00:16:57.01 all these individuals. And then we also genotype them to
00:17:00.08 figure out what regions of the genome come from the light and dark parent.
00:17:03.06 We did this using molecular techniques. And here's the results
00:17:08.10 of that. So what this is is each one of those lines shown
00:17:11.29 here represents a chromosome. And each one of these markers is
00:17:15.14 a difference between the light and the dark parent.

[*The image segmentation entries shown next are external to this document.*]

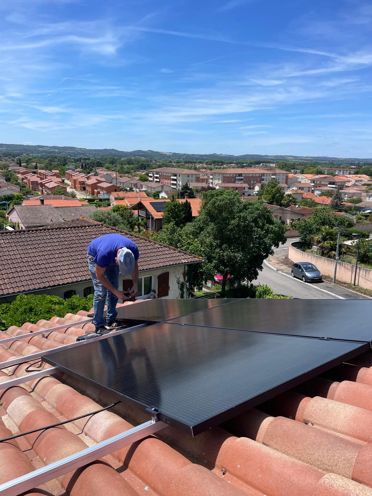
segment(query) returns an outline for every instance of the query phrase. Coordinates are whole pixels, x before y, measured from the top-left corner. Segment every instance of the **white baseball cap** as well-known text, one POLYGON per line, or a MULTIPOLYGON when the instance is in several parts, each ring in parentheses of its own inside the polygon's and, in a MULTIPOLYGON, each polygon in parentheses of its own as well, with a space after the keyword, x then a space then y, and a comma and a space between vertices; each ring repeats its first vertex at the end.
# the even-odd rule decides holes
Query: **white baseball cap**
POLYGON ((132 273, 134 268, 134 255, 129 248, 121 248, 117 260, 121 274, 126 276, 132 273))

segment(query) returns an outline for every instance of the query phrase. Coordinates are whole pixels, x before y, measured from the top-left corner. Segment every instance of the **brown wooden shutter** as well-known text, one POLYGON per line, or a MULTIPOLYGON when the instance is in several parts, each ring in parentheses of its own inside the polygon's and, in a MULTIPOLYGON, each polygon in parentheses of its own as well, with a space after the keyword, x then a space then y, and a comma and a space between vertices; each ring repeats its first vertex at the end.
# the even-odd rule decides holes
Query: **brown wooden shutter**
POLYGON ((127 291, 133 286, 133 281, 131 279, 124 279, 123 281, 123 291, 127 291))
POLYGON ((158 276, 158 298, 169 294, 169 272, 163 272, 158 276))

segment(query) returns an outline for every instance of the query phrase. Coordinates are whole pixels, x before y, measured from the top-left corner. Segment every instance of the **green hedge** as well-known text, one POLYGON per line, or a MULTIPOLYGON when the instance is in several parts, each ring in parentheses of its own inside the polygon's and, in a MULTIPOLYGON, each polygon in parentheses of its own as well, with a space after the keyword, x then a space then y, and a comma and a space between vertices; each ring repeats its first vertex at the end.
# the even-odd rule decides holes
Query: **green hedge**
POLYGON ((11 325, 20 327, 25 322, 36 324, 41 318, 46 320, 57 315, 76 313, 79 310, 88 311, 93 307, 93 295, 86 298, 75 295, 67 300, 50 295, 19 295, 11 303, 0 305, 0 330, 11 325))

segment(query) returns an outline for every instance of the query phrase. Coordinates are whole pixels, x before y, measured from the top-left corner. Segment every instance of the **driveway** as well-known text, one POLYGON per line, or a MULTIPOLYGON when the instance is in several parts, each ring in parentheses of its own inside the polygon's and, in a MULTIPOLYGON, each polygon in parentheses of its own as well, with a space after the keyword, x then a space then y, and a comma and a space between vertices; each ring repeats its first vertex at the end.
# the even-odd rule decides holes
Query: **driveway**
POLYGON ((288 258, 289 245, 298 241, 298 238, 290 238, 285 244, 275 248, 274 256, 269 257, 265 261, 263 270, 257 279, 252 281, 253 283, 267 284, 272 288, 274 293, 304 300, 370 299, 363 295, 328 282, 304 283, 300 279, 292 278, 290 275, 292 262, 288 258))

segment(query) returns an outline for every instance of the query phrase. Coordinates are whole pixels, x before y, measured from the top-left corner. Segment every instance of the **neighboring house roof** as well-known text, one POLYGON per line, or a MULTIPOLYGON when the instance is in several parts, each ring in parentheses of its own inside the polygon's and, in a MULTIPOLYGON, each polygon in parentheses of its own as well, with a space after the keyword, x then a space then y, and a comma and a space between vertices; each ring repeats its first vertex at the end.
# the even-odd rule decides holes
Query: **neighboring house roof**
MULTIPOLYGON (((24 200, 22 205, 40 205, 40 200, 38 197, 35 200, 24 200)), ((86 201, 80 201, 77 198, 65 197, 65 200, 44 200, 44 205, 52 205, 54 207, 80 207, 83 205, 88 205, 86 201)))
POLYGON ((356 206, 358 208, 360 207, 364 208, 372 208, 372 201, 361 201, 360 203, 357 203, 356 206))
POLYGON ((56 207, 56 210, 62 219, 65 220, 72 220, 86 217, 92 212, 95 212, 97 208, 91 205, 83 205, 81 207, 56 207))
POLYGON ((46 226, 61 220, 54 207, 51 205, 15 205, 8 212, 8 217, 13 211, 25 227, 46 226))
POLYGON ((0 231, 0 296, 90 280, 87 247, 92 240, 111 233, 122 233, 136 243, 140 253, 140 270, 202 260, 183 250, 92 221, 78 221, 76 227, 66 223, 54 227, 0 231))
MULTIPOLYGON (((134 210, 137 204, 142 203, 154 219, 162 219, 163 218, 163 212, 164 212, 165 202, 170 201, 171 200, 169 198, 160 198, 159 200, 154 200, 153 198, 147 198, 146 199, 141 199, 140 202, 137 202, 137 203, 133 205, 131 208, 134 210), (156 207, 155 204, 159 202, 161 206, 159 206, 159 207, 156 207), (158 211, 158 208, 159 211, 158 211)), ((186 201, 186 199, 185 198, 178 198, 177 201, 179 201, 180 203, 182 203, 186 201)), ((191 204, 192 217, 197 217, 199 215, 200 207, 201 206, 201 200, 199 198, 192 198, 187 199, 187 201, 189 201, 191 204)))

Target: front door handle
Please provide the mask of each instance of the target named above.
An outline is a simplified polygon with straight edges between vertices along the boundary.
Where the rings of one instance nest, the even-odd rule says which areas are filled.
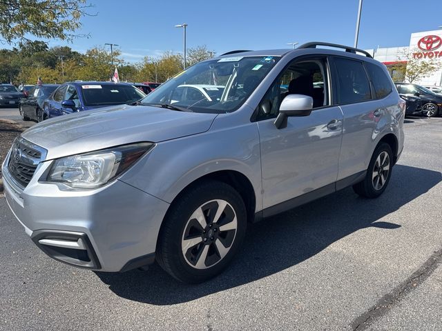
[[[329,130],[338,130],[342,127],[342,121],[339,119],[333,119],[327,125]]]

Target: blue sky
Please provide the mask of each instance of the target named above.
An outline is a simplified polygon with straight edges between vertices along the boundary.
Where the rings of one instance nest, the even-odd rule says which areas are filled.
[[[67,45],[84,52],[105,43],[119,45],[128,61],[182,50],[186,23],[187,46],[206,45],[216,54],[235,49],[286,48],[322,41],[352,46],[358,0],[284,1],[262,0],[142,1],[90,0],[97,16],[81,19],[79,38],[73,43],[58,40],[50,46]],[[412,32],[442,26],[440,0],[364,0],[358,47],[407,46]],[[107,46],[108,47],[108,46]]]

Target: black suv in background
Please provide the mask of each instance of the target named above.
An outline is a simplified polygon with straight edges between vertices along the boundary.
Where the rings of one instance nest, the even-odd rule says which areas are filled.
[[[427,117],[434,117],[442,114],[442,96],[417,84],[395,83],[400,94],[414,95],[421,98],[421,112]]]

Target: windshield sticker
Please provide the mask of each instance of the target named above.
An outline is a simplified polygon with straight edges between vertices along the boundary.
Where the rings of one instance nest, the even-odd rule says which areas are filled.
[[[269,63],[271,62],[274,62],[273,57],[265,57],[261,59],[260,61],[262,63]]]
[[[218,60],[218,62],[238,62],[244,57],[223,57]]]
[[[175,76],[173,76],[173,78],[179,77],[180,77],[180,76],[181,76],[182,74],[184,74],[184,72],[186,72],[186,71],[187,71],[187,70],[182,70],[181,72],[178,72],[177,74],[175,74]]]

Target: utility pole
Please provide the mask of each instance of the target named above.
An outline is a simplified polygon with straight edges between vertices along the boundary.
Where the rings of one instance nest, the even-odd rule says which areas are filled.
[[[112,77],[113,76],[113,46],[119,46],[119,45],[117,45],[116,43],[105,43],[104,45],[109,45],[110,46],[110,66],[112,69],[110,70],[110,75],[109,76],[110,79],[112,80]]]
[[[63,83],[64,83],[64,67],[63,66],[63,58],[66,57],[64,55],[59,55],[58,58],[61,60],[61,77],[63,77]]]
[[[177,26],[175,26],[175,28],[184,28],[184,59],[183,61],[183,69],[186,69],[186,28],[187,27],[188,24],[183,23],[182,24],[178,24]]]
[[[354,48],[358,47],[358,38],[359,37],[359,26],[361,25],[361,12],[362,12],[362,0],[359,0],[359,8],[358,8],[358,19],[356,19],[356,31],[354,34]]]

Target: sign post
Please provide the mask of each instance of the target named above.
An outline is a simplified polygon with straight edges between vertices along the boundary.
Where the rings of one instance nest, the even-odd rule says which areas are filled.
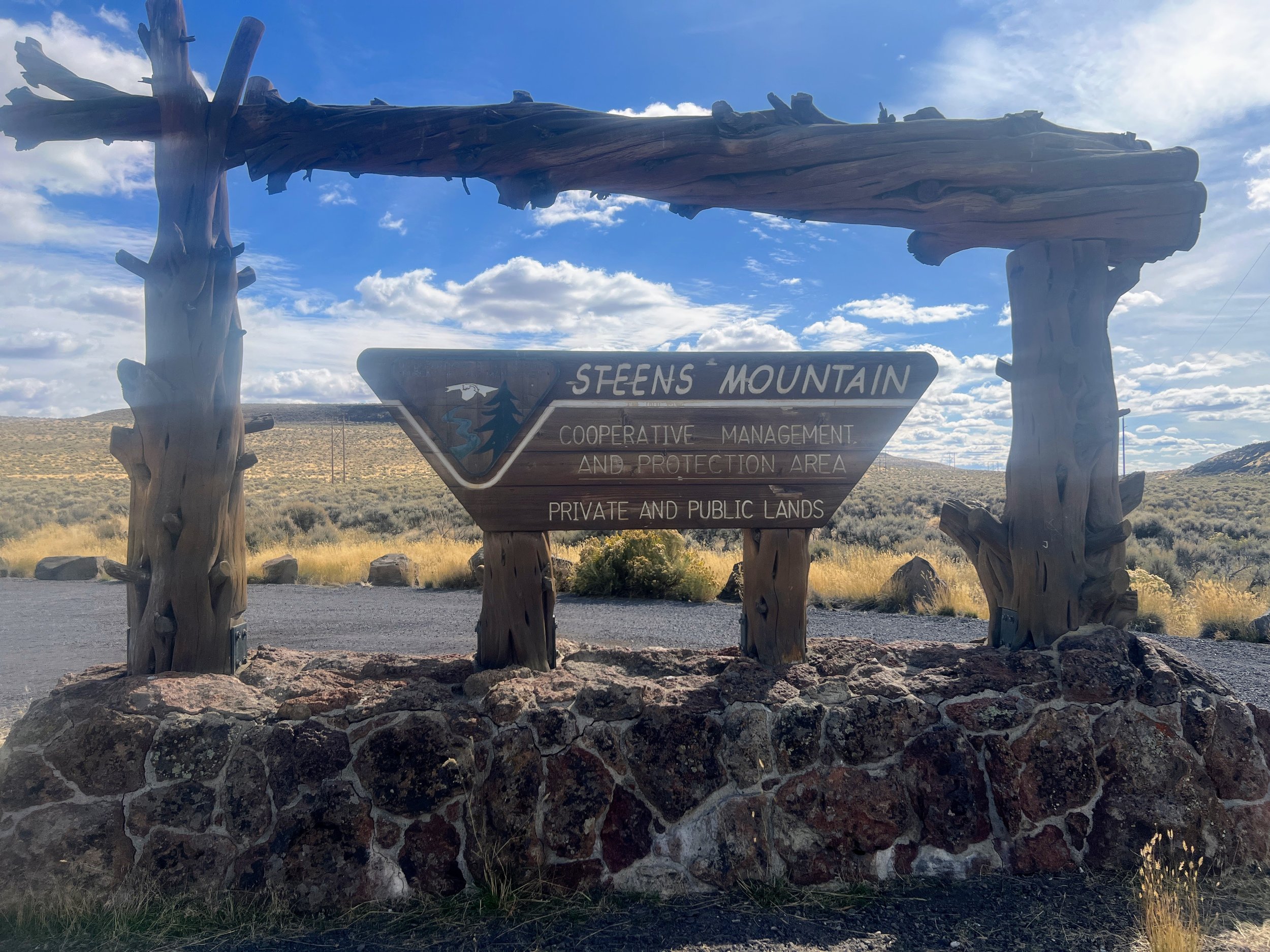
[[[745,529],[742,646],[801,660],[808,533],[937,372],[921,352],[371,349],[357,366],[485,532],[478,663],[540,670],[552,529]]]

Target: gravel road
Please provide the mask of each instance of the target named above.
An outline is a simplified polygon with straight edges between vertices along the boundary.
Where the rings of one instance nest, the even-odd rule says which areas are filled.
[[[253,585],[251,645],[401,654],[469,652],[480,613],[478,592],[371,589],[361,585]],[[124,586],[114,581],[0,579],[0,717],[46,693],[62,674],[123,660]],[[559,635],[574,641],[668,647],[737,644],[735,604],[635,602],[561,595]],[[972,618],[808,613],[812,637],[872,641],[972,641]],[[1270,707],[1270,646],[1162,637],[1220,675],[1245,701]]]

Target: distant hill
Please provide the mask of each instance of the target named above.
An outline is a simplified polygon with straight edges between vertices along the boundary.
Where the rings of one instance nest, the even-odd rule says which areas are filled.
[[[935,463],[930,459],[909,459],[907,456],[892,456],[890,453],[878,453],[875,466],[893,466],[897,470],[951,470],[947,463]]]
[[[243,416],[246,419],[264,414],[272,414],[278,423],[339,423],[342,416],[348,423],[392,423],[392,415],[380,404],[243,404]],[[127,407],[104,410],[77,419],[131,424],[132,411]]]
[[[1270,443],[1248,443],[1246,447],[1218,453],[1210,459],[1182,470],[1181,476],[1270,476]]]

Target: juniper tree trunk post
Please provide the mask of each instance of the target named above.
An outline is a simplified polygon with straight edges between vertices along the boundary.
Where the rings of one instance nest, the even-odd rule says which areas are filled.
[[[993,645],[1048,647],[1090,622],[1137,613],[1124,518],[1143,475],[1116,477],[1119,405],[1107,317],[1140,263],[1109,268],[1104,241],[1034,241],[1006,259],[1013,434],[1006,506],[949,501],[940,527],[974,564]]]
[[[486,532],[476,666],[555,668],[555,576],[545,532]]]
[[[808,529],[744,529],[740,650],[762,664],[806,660]]]
[[[135,426],[110,452],[132,481],[128,671],[232,673],[231,628],[246,609],[239,386],[243,326],[229,231],[225,143],[264,27],[245,18],[211,102],[189,67],[180,0],[150,0],[138,30],[154,66],[161,132],[155,140],[159,234],[149,261],[121,265],[145,279],[146,362],[122,360]]]

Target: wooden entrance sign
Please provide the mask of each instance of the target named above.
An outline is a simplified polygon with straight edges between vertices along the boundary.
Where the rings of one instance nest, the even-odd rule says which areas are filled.
[[[536,581],[550,579],[551,529],[745,529],[743,645],[799,660],[808,531],[939,369],[921,352],[398,349],[357,367],[485,531],[478,660],[530,666],[555,655]],[[511,622],[494,632],[494,618]]]
[[[381,99],[370,105],[319,105],[302,96],[284,102],[268,79],[249,77],[264,30],[250,17],[240,24],[208,100],[189,66],[194,37],[182,0],[147,0],[146,15],[149,23],[138,27],[137,36],[154,66],[154,75],[142,80],[152,95],[81,77],[28,38],[15,47],[27,85],[10,90],[9,105],[0,107],[0,132],[13,137],[18,150],[53,140],[155,143],[154,251],[145,261],[127,251],[116,258],[146,288],[146,360],[119,364],[136,426],[117,428],[112,435],[112,452],[132,481],[128,564],[108,566],[130,584],[131,674],[235,670],[235,646],[245,633],[243,472],[255,454],[244,437],[263,424],[244,423],[239,406],[244,329],[235,300],[255,279],[250,268],[235,270],[243,245],[230,239],[225,173],[239,165],[246,166],[253,182],[264,179],[271,194],[286,192],[292,175],[304,171],[309,179],[315,169],[354,178],[442,176],[461,180],[465,189],[469,180],[483,179],[497,189],[502,204],[519,209],[545,208],[561,192],[583,189],[665,202],[688,220],[710,208],[735,208],[911,228],[908,249],[925,264],[939,264],[966,248],[1013,250],[1008,268],[1019,359],[1016,368],[1003,367],[1015,385],[1005,518],[954,503],[942,524],[975,560],[992,605],[993,638],[1001,644],[1045,645],[1082,618],[1123,621],[1132,613],[1123,538],[1129,529],[1121,517],[1140,499],[1142,481],[1130,476],[1119,485],[1114,479],[1107,439],[1114,426],[1107,425],[1107,413],[1115,409],[1115,380],[1105,316],[1143,263],[1195,244],[1206,195],[1195,180],[1199,156],[1193,150],[1152,149],[1132,132],[1067,128],[1035,110],[946,119],[926,107],[898,121],[881,108],[876,122],[846,123],[823,113],[806,93],[795,93],[789,102],[768,94],[771,109],[757,112],[737,112],[719,100],[710,116],[665,117],[535,103],[523,90],[513,91],[507,103],[458,107],[395,107]],[[42,86],[58,98],[33,91]],[[1068,288],[1068,297],[1059,288]],[[636,362],[634,373],[639,362],[649,362],[646,354],[627,357]],[[780,369],[776,363],[771,367]],[[766,392],[773,396],[770,387]],[[660,396],[669,402],[687,395]],[[866,409],[864,397],[851,396],[853,407]],[[787,402],[810,411],[798,396]],[[530,413],[517,400],[509,405]],[[540,409],[532,410],[536,420]],[[552,411],[555,423],[565,409]],[[1114,424],[1114,415],[1110,419]],[[424,433],[428,425],[418,423]],[[508,423],[500,418],[493,425],[498,430]],[[709,421],[700,425],[702,433],[709,430]],[[479,433],[484,446],[489,433]],[[1043,433],[1057,442],[1046,443]],[[485,526],[489,515],[511,524],[517,512],[536,515],[555,501],[558,514],[575,524],[630,524],[622,518],[629,510],[617,505],[625,495],[605,495],[599,482],[552,482],[550,454],[537,452],[540,442],[535,437],[533,452],[527,449],[514,465],[505,448],[497,461],[483,461],[491,448],[472,449],[472,463],[491,467],[485,473],[455,467],[447,480],[462,489],[456,493],[465,505],[470,503],[479,523]],[[466,446],[466,438],[456,446]],[[843,466],[850,470],[847,459],[859,465],[856,451],[846,442],[843,449]],[[573,452],[605,456],[598,447]],[[639,453],[624,446],[610,454],[631,452]],[[792,451],[782,452],[792,458]],[[447,453],[448,448],[436,451],[438,458]],[[660,447],[663,463],[672,454],[682,457],[682,466],[696,466],[702,456],[709,468],[710,458],[729,451],[681,453],[671,444]],[[546,461],[536,471],[537,482],[530,466],[536,461]],[[439,471],[447,476],[444,467]],[[710,503],[709,518],[718,514],[719,523],[688,522],[690,515],[704,515],[697,509],[676,510],[659,524],[683,524],[682,519],[757,527],[762,533],[789,533],[784,545],[794,546],[796,532],[814,519],[804,519],[803,509],[791,509],[792,504],[803,506],[810,499],[806,493],[814,491],[828,506],[853,482],[850,472],[822,473],[818,465],[815,473],[794,473],[790,465],[782,476],[798,481],[771,480],[762,471],[738,473],[753,476],[737,484],[745,494],[710,495],[710,477],[724,475],[732,473],[674,473],[683,477],[681,489],[704,493],[696,498]],[[601,470],[598,476],[615,473]],[[505,495],[513,501],[502,506],[502,514],[481,508],[481,500],[499,495],[481,489],[495,477],[502,490],[517,490]],[[639,485],[645,487],[643,495],[631,499],[640,500],[640,510],[645,501],[681,501],[657,496],[649,479]],[[780,490],[765,493],[763,485]],[[617,508],[602,513],[603,500]],[[729,500],[748,500],[749,509],[740,518],[726,518]],[[776,506],[775,524],[749,522],[756,512],[766,518],[770,510],[761,508],[763,503]],[[832,510],[824,512],[828,518]],[[756,545],[762,552],[762,539]],[[780,561],[773,562],[777,576]],[[1052,583],[1055,570],[1060,578]],[[765,626],[775,617],[770,612]],[[758,627],[766,631],[765,626]],[[754,630],[747,637],[756,637]]]

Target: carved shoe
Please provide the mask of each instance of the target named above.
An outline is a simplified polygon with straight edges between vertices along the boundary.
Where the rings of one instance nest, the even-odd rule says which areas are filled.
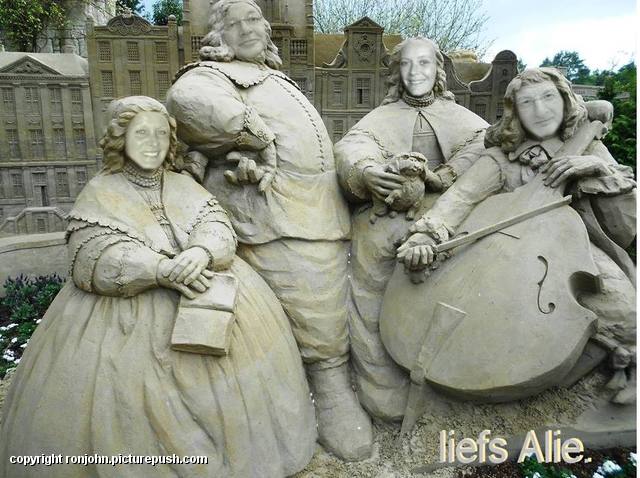
[[[371,419],[351,388],[347,364],[310,370],[309,378],[320,444],[345,461],[358,461],[371,456]]]

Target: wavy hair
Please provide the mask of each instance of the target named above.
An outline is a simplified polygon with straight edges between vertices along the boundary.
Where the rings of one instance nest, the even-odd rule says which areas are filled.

00:17:17.12 So in each one of these markers we can tell whether a particular
00:17:20.08 individual has that region of the genome comes from the dark
00:17:23.05 parent or the light parent. Then what we do is the statistical
00:17:27.05 analysis. And what we found was, there are three regions
00:17:30.22 of the genome, which I've highlighted here, that seem to
00:17:33.27 control color. That is there's genes in these regions of
00:17:36.15 the genome that control different aspects of color patterning.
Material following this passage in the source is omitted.